Value model (Rust)
The Rust value model defines the authoritative in-memory representation of Strata data.
It is deliberately small, closed, and explicit. Every value that can exist in Strata must map exactly to one of these variants.
There are no extension hooks, no dynamic typing, and no implicit conversions.
Core principle
The value model exists to guarantee that:
Every value has a single, unambiguous meaning
Every value can be encoded canonically
Every value can be decoded without loss
Every value behaves identically across languages
If a concept cannot be represented deterministically, it does not belong here.
The Value enum
The Rust implementation defines the following value variants:
Null
Bool
Int
String
Bytes
List
Map
This set is fixed per version.
No additional variants may be introduced without a new version boundary.
Null
Represents the absence of a value.
Properties:
Has no payload
Encodes to a single tag byte
Carries no semantic ambiguity
Null is distinct from false, zero, empty string, or empty list.
Bool
Represents a boolean value.
Properties:
Only two valid values: true and false
Each has its own distinct canonical tag
No truthy or falsy coercion
Boolean values are never inferred or auto-converted.
Int
Represents a signed integer.
Properties:
Signed 64-bit (
i64)No floats
No decimals
No widening
No narrowing
Integers are encoded using canonical SLEB128.
If a number does not fit into a signed 64-bit range, it is rejected.
This rule is non-negotiable and enforced at parse time.
String
Represents textual data.
Properties:
UTF-8 only
Stored as raw UTF-8 bytes
No normalization
No transcoding
No lossy conversion
Strings must be valid UTF-8 at all times.
Invalid UTF-8 is rejected during decoding.
Bytes
Represents raw binary data.
Properties:
Arbitrary byte sequences
No encoding assumptions
No interpretation
No transformation
Bytes are preserved exactly as provided.
This type exists explicitly to avoid abusing strings for binary data.
List
Represents an ordered sequence of values.
Properties:
Order is significant
Length is explicit
Items are encoded in sequence
Nested lists are allowed
Lists preserve insertion order exactly.
Reordering a list changes the canonical encoding and hash.
Map
Represents a key-value structure.
Properties:
Keys are strings only
Values are any Strata value
Internally stored as
BTreeMapCanonically ordered by UTF-8 byte order of keys
Maps enforce ordering during encoding, not during parsing.
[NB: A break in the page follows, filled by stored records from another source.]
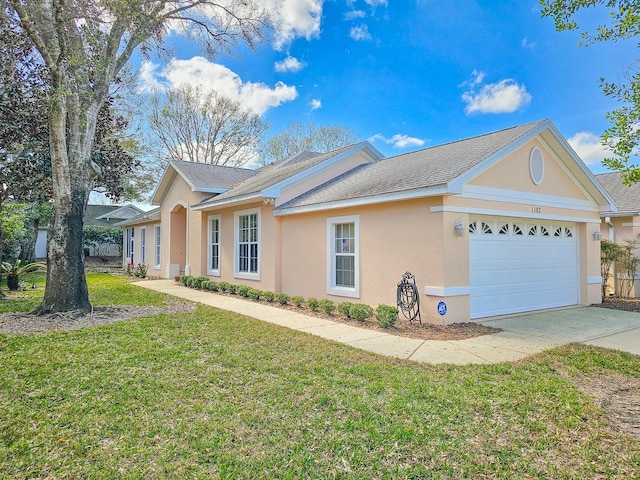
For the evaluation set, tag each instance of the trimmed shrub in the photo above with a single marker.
(282, 298)
(243, 290)
(312, 303)
(344, 309)
(327, 306)
(386, 315)
(255, 294)
(268, 296)
(361, 311)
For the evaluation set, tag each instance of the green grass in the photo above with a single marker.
(219, 395)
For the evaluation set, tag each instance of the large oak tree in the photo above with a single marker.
(84, 45)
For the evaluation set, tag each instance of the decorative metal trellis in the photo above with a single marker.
(408, 298)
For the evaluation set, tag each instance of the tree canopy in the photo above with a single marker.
(298, 137)
(84, 46)
(623, 23)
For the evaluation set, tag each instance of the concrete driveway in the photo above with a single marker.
(601, 327)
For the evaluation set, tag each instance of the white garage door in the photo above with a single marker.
(521, 265)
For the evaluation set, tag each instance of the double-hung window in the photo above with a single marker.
(156, 252)
(213, 253)
(343, 262)
(247, 244)
(143, 245)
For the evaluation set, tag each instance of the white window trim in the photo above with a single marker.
(210, 271)
(157, 247)
(332, 288)
(236, 243)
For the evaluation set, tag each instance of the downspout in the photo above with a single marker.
(612, 239)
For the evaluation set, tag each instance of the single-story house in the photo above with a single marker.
(95, 215)
(491, 225)
(621, 225)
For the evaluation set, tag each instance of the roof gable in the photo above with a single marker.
(440, 170)
(200, 177)
(626, 197)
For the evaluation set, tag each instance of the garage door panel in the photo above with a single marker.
(512, 273)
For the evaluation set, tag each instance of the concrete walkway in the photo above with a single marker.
(522, 335)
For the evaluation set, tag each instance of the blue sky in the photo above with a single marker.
(412, 74)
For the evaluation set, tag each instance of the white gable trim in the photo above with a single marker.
(509, 213)
(516, 196)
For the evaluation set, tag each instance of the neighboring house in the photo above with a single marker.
(96, 215)
(496, 224)
(622, 225)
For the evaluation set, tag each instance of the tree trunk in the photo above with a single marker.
(66, 288)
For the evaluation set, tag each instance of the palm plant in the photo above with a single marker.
(19, 267)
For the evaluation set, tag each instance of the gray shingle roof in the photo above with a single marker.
(431, 167)
(273, 174)
(204, 176)
(626, 197)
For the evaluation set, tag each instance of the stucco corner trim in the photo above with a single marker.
(447, 291)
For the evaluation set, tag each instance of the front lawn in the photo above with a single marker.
(217, 395)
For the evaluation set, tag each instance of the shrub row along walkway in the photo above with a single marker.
(522, 336)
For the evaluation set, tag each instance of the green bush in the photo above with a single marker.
(361, 311)
(268, 296)
(312, 303)
(344, 309)
(386, 315)
(255, 294)
(327, 306)
(282, 298)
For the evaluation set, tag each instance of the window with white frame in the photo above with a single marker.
(156, 252)
(143, 245)
(130, 244)
(247, 244)
(343, 263)
(213, 254)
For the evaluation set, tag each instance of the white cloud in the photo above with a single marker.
(353, 14)
(526, 44)
(399, 140)
(505, 96)
(289, 64)
(589, 147)
(199, 71)
(360, 32)
(294, 19)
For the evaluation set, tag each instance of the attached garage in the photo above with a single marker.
(518, 265)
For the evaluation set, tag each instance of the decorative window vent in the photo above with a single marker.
(536, 165)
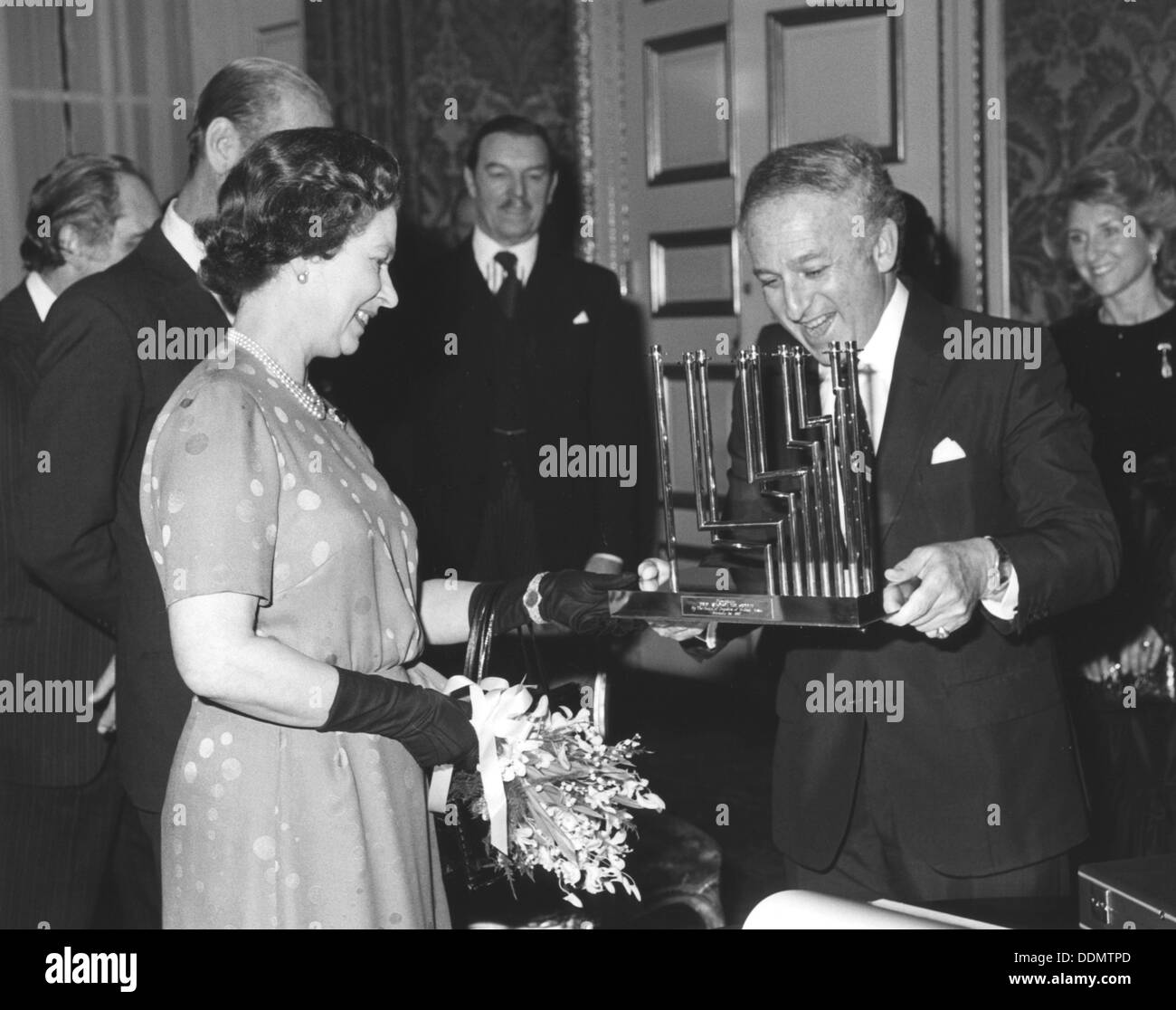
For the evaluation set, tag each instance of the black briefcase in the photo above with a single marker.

Duplicate keys are resolved by last-write-wins at parse time.
Why this model is strict
This model intentionally excludes:
Floating-point numbers
Optional fields
Default values
Implicit coercions
User-defined types
Each excluded feature introduces ambiguity or instability at the byte level.
Strata chooses determinism over convenience.
Cross-language implications
Every non-Rust implementation must:
Represent integers as signed 64-bit values
Preserve UTF-8 exactly
Sort map keys identically
Reject values Rust would reject
If a language cannot represent this model faithfully, it cannot implement Strata correctly.
Stability guarantee
Once a Strata version is finalized:
The value model is frozen
Semantics cannot change
Existing values must encode identically forever
New concepts must be added in new versions, never retroactively.
Summary
The Rust value model is:
Minimal
Closed
Deterministic
Non-negotiable
It exists to make correctness boring and failures explicit.
Everything else in Strata is built on top of this foundation.